Tahun 2017, industri ritel Indonesia dihebohkan dengan tutupnya sejumlah gerai dari nama-nama beken. Nama seperti Matahari Department Store, Ramayana, Golden Truly, Lotus, hingga Debenhams disebut-sebut mulai goyah fondasinya di pasar Indonesia. Hal itu menambah deretan tutupnya operasional 7-Eleven di Jakarta. Penutupan gerai-gerai ritel ini menimbulkan spekulasi mulai dari turunnya daya beli masyarakat hingga meredupnya industri ritel offline, dan menandakan munculnya era ritel online di Indonesia. Namun, benarkah bahwa daya beli masyarakat Indonesia turun?

Ketua Asosiasi Pengusaha Ritel Indonesia (APRINDO) Roy N. Mandey mengakui adanya perlambatan dalam sektor ritel di Indonesia. “Dua setengah tahun terakhir memang underperform. Tahun 2012-2013 lalu, pertumbuhan industri ritel nasional bisa mencapai 14% sampai 15%. Sekarang beda, tahun lalu saja tumbuh hanya 9% dan kami berharap tahun ini bisa menembus angka yang sama, walau proyeksi berada di kisaran 7,5% sampai 8% saja,” ujarnya.

Roy menilai untuk bisa sama dengan pertumbuhan tahun lalu diperlukan kerja ekstra. Pasalnya, di semester pertama 2017 saja, pertumbuhan hanya mencapai kisaran 3,8%.

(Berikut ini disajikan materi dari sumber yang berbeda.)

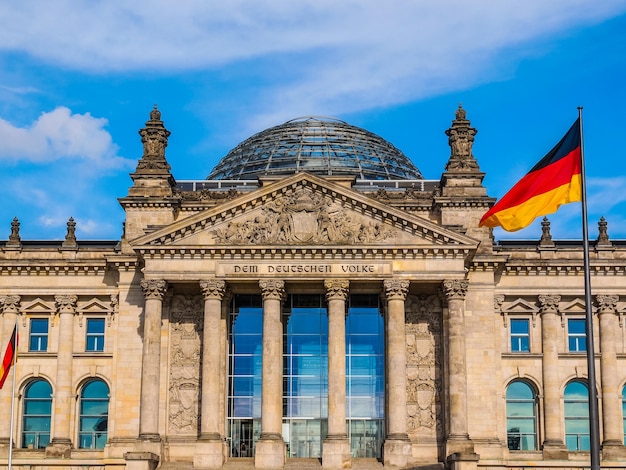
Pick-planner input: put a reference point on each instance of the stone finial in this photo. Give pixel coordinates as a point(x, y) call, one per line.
point(70, 237)
point(154, 138)
point(14, 239)
point(461, 139)
point(603, 235)
point(546, 237)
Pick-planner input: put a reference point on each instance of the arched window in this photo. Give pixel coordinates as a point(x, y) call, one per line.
point(577, 416)
point(94, 415)
point(521, 416)
point(36, 415)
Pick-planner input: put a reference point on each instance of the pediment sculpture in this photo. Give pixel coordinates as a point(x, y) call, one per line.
point(303, 217)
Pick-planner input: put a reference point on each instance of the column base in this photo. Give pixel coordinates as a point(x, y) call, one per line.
point(613, 450)
point(209, 453)
point(336, 452)
point(555, 450)
point(397, 451)
point(59, 449)
point(141, 460)
point(461, 461)
point(270, 452)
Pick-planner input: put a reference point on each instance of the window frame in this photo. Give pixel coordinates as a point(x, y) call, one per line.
point(576, 339)
point(94, 442)
point(95, 347)
point(518, 337)
point(41, 337)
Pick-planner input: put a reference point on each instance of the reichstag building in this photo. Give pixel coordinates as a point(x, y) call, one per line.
point(314, 302)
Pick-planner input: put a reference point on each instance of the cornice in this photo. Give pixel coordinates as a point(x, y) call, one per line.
point(273, 252)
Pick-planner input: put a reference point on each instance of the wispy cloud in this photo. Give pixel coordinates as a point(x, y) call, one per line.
point(60, 134)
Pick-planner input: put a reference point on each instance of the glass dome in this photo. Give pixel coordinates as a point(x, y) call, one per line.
point(318, 145)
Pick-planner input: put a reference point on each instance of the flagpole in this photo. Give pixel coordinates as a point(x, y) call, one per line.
point(12, 426)
point(594, 418)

Salah satu penyebab kurang bergairahnya industri ritel adalah adanya perubahan kebiasaan konsumsi masyarakat. Senada dengan yang pernah diungkapkan oleh Menteri Keuangan Sri Mulyani, bahwa masyarakat Indonesia sekarang terutama kelas menengah dan menengah atas lebih menggemari traveling dibanding berbelanja. Akibatnya, sekalinya berbelanja, ukuran basket size mereka di gerai ritel modern lebih kecil dari biasanya. Yang penting, mereka membeli kebutuhan secukupnya.

Berbelanja saat ini sudah sangat dipermudah dengan semakin banyaknya gerai-gerai ritel yang bertebaran dan dekat dengan lokai-lokasi di mana konsumen berada, entah daerah perumahan hingga perkantoran. Variasi jenis ritelnya pun pada akhirnya ikut berkembang.

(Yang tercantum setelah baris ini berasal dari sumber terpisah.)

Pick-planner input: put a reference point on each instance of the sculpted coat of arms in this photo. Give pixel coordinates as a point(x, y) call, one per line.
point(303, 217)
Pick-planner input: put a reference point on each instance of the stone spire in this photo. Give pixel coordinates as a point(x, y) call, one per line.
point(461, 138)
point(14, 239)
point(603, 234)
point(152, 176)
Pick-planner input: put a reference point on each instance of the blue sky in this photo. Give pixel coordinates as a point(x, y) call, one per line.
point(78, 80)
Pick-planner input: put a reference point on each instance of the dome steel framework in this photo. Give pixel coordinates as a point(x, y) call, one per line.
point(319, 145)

Faktor kedua berhubungan dengan pernyataan Sri Mulyani, yang mana segmen menengah atas kini mulai menahan transaksi untuk berbelanja. Mereka dianggap lebih cerdas dan hati-hati dalam mengelola uang, serta memilih menyimpan uang daripada membelanjakannya. Kalau pun memang harus keluar uang, kebutuhan untuk leisure dan traveling menjadi prioritas yang utama.

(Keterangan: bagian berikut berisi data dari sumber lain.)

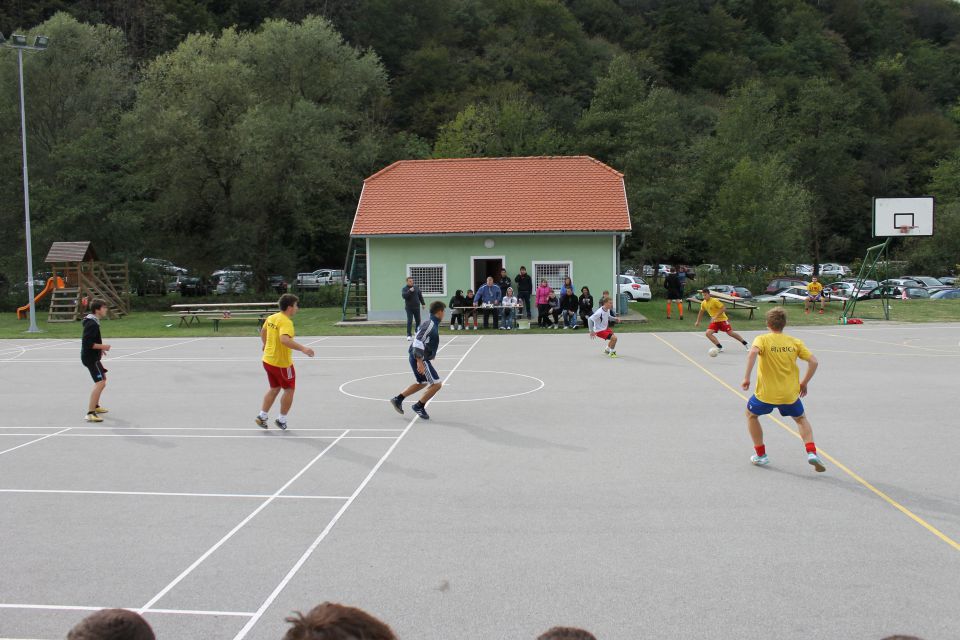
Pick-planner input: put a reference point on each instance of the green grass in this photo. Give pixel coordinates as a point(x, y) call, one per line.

“Sekarang pusat perbelanjaan tetap ramai. Bukan karena belanja, tapi karena hanya jalan-jalan saja (window shopping). Tapi, mereka tetap mengeluarkan uang mereka untuk makan dan minum,” sambung Roy.

Di satu sisi, perilaku window shopping menjadi pemicu turunnya industri ritel. Namun, dengan tetap adanya kebutuhan makan dan minum, kedua sektor tersebut ternyata menjadi penyelamat dunia ritel secara keseluruhan.

Porsi sektor makan dan minum atau di kategori food, memberi kontribusi sekitar 58% kepada industri ritel dibanding sektor nonfood seperti pakaian dan elektronik. Agar industri ritel bisa tetap bertahan bahkan tumbuh lebih lagi, para pemain harus memikirkan untuk mendiversifikasi produk tidak hanya menjual produk nonfood tetapi juga food.